Meaning it is just more competitive amongst your peers if you are white or Asian, and less if you're not. Not that schools don't want white or Asian students at all.
Really unpopular opinion but colleges love Asian students and they’re highly overrepresented and nag as if they’re martyrs because they have to go to ucla or brown instead of Harvard- their parents’ dream
Asians are over-represented and that is the problem. They have too many and need to be more selective with asians in order to avoid almost half the students being asian.
Then ask Asian students if they’d be okay with low performing Asian groups receiving a big boost and see how quickly the tides change on their opinions. Same with including them in AA.
I belong to an underrepresented, disadvantaged Asian subgroup. I still very much disagree with using race or ethnicity in admissions even if it were to boost my kid's chances of admission. The problem is that when a group is favored like this, they get to college and are discriminated against because other people assume they are not smart enough to be there. I do not want this happening to my kid.
They’re going to be discriminated anyway. I went to Caltech as a minority, and it had 0% different effect on how people perceived as dumber and less successful than them. This was when Caltech had one of the most “meritocratic” admissions processes: read useless measures of academic performance which mean nothing on a national scale when we have a district-dependent education system.
People are going to discriminate against the black kids no matter if they got in on merit, got in with AA, or hell if they don’t get in, there’ll still be complaints. You can’t goody tissues yourself out of racism.
If admissions were completely race-blind then any complaints about minorities getting in would have a different basis. It would of course still feel very very ugly, and I would feel justified at being angry at people who are racist. However, I would rather not pile on top of this the belief that all members of my minority group did not have to pass the same intellectual standard to get in. That feels worse to me. I get that you feel differently, but this is my stance.

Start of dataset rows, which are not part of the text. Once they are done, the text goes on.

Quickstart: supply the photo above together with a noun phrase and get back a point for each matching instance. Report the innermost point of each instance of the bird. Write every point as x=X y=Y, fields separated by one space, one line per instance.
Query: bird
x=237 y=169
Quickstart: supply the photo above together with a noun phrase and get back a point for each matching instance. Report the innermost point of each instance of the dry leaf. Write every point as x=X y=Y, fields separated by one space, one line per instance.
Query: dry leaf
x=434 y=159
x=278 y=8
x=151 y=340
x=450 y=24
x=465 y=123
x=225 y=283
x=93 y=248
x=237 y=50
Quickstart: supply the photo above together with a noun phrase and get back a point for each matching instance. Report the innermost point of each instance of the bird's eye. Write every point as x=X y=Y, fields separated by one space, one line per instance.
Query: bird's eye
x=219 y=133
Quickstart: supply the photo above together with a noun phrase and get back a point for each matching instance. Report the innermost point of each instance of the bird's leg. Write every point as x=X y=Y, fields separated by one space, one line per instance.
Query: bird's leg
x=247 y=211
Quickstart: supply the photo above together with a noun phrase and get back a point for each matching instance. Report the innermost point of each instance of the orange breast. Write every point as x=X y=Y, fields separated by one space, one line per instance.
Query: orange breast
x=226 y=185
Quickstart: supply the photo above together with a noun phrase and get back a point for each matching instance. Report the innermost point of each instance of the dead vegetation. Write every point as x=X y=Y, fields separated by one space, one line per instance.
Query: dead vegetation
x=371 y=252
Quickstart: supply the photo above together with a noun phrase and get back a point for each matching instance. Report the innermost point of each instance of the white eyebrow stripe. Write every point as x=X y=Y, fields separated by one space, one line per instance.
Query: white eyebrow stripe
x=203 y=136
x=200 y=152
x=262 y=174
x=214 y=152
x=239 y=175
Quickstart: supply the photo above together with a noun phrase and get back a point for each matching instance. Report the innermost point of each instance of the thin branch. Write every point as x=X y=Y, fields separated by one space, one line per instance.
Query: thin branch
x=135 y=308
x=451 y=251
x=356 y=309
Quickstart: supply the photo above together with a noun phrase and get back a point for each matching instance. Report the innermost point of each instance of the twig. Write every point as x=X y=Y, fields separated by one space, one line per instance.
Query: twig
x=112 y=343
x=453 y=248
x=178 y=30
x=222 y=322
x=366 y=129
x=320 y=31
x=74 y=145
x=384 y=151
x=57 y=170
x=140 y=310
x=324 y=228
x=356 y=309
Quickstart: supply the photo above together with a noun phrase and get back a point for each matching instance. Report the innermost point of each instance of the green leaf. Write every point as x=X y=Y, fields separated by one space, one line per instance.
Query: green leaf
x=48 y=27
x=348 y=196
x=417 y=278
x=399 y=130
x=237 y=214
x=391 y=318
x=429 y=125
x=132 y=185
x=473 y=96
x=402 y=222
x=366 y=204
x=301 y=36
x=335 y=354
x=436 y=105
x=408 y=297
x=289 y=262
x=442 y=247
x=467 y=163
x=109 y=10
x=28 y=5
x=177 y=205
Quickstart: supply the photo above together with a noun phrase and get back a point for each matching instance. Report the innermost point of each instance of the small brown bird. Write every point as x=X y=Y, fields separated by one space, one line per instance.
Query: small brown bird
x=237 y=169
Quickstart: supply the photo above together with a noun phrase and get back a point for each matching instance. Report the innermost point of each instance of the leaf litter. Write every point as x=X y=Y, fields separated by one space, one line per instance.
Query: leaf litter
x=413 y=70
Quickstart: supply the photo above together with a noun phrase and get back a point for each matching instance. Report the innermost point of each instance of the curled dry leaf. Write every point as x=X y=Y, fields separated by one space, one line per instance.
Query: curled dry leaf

Do you think there’s a societal impact if we stop admitting diverse classes of people to be in our medical schools, congressional halls, leaders of our non profits, etc.
Yes, diversity is important but achieving it by discriminating against other non minority groups is not the answer.
If we do not have physicians of color and wait out improving education for k-12 (which would take maybe 5-6 decades minimum to get on equal footing), we will have a health crisis for our communities of color. Not every thing can just be stalled out for the broaches of Meritocracy.
We've had AA for over 5 decades. Where's all the K-12 progress you say would happen in parallel with racial preferences?
Nobody wants the doctor that got into medical school because of their skin color.
Yes
, luckily those doctors don’t exist and you are just this small thing we call Racist.
There’s a glut of med school applicants and an artificial low amount of seats to keep doctor salaries high. Everyone who gets the chance is qualified, and It’s repulsive that you think med school boards want incompetent people in their classes. If you can’t trust a doctor that had to go through the admissions process, completed board exams and has gone through residency…that’s a you issue.
Yes affirmative action has been in place a while. Turns out economically depriving an entire race for the skin color for centuries kinda pushes people back. If you want examples of highly successful black people who are benefiting from the system, the bulk are foreign born or immigrant parent kids, just like Asian Americans who were selected from the wealthiest in their societies.